Head and neck squamous cell carcinoma (HNSCC) is the 6th most common human cancer and affects approximately 50,000 new patients every year in the US. The major risk factors for HNSCC are tobacco and alcohol consumption as well as oncogenic HPV infections. Despite advances in therapy, the overall survival rate for all-comers is only 50%. Understanding the biology of HNSCC is crucial to identifying new biomarkers, implementing early diagnostic approaches and developing novel therapies. As in several other cancers, HNSCC expresses elevated levels of MCT4, a member of the SLC16 family of monocarboxylate transporters. MCT4 is a H+-linked lactate transporter which functions to facilitate lactate efflux from highly glycolytic cells. High MCT4 levels in HNSCC have been associated with poor prognosis, but the role of MCT4 in the development and progression of this cancer is still poorly understood. In this study, we used 4-nitroquinoline-1-oxide (4NQO) to induce oral cancer in MCT4-/- and wild type littermates, recapitulating the disease progression in humans. Histological analysis of mouse tongues after 23 weeks of 4NQO treatment showed that MCT4-/- mice developed significantly fewer and less extended invasive lesions than wild type. In mice, as in human samples, MCT4 was not expressed in normal oral mucosa but was detected in the transformed epithelium. In the 4NQO treated mice we detected MCT4 in foci of the basal layer undergoing transformation, and progressively in areas of carcinoma in situ and invasive carcinomas.
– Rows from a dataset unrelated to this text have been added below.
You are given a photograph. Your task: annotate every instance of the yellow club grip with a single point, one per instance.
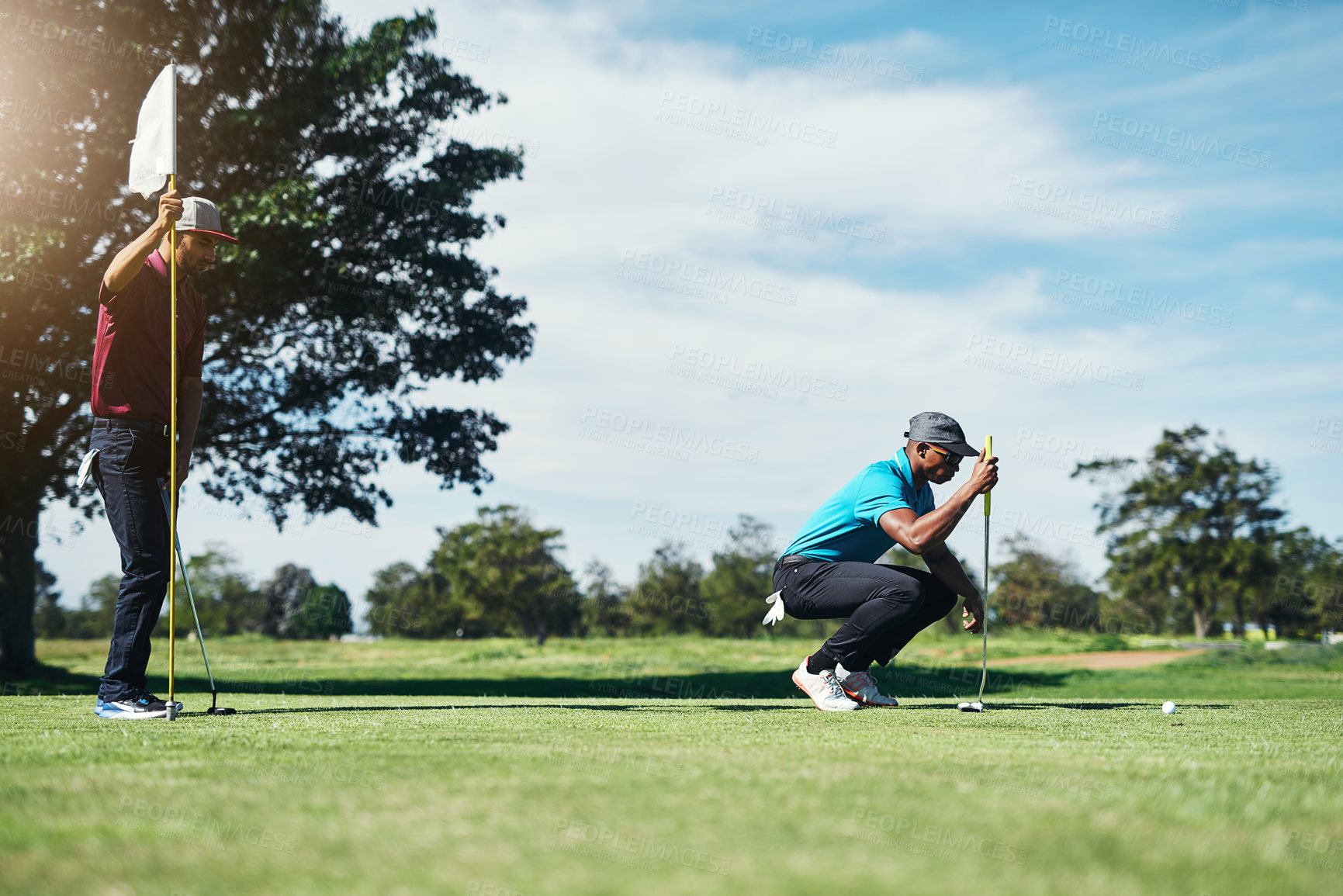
(988, 451)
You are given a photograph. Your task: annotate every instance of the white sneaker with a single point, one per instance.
(861, 688)
(823, 690)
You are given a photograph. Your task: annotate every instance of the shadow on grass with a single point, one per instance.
(50, 680)
(900, 681)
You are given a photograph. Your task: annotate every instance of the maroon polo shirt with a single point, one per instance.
(130, 359)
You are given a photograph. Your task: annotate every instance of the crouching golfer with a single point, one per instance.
(132, 394)
(830, 570)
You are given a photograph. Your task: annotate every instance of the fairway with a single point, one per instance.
(618, 786)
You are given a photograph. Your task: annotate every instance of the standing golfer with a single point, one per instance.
(830, 570)
(132, 394)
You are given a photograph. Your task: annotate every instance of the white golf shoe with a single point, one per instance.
(823, 690)
(861, 688)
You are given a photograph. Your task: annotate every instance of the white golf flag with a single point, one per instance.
(154, 152)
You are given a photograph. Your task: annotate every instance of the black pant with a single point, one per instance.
(885, 606)
(126, 472)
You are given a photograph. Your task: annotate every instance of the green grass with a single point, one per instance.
(383, 769)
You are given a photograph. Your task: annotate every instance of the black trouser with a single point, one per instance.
(128, 469)
(885, 606)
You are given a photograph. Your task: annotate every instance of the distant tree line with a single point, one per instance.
(1192, 541)
(288, 605)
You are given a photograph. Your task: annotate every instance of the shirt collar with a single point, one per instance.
(903, 466)
(160, 268)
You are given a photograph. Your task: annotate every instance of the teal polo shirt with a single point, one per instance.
(846, 527)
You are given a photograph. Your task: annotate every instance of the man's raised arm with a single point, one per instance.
(918, 534)
(128, 262)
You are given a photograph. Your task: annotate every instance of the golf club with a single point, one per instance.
(200, 635)
(978, 705)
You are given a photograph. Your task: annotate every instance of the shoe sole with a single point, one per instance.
(868, 703)
(133, 716)
(814, 701)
Moreover, we found MCT4 positive macrophages within the tumor and in the stroma surrounding the lesions in both human samples of HNSCC and in the 4NQO treated animals. The results of our studies showed that MCT4 could be used as an early diagnostic biomarker of HNSCC. Our finding with the MCT4-/- mice suggest MCT4 is a driver of progression to oral squamous cell cancer and MCT4 inhibitors could have clinical benefits for preventing invasive HNSCC. © 2018 Bisetto, Whitaker-Menezes, Wilski, Tuluc, Curry, Zhan, Snyder, Martinez-Outschoorn and Philp.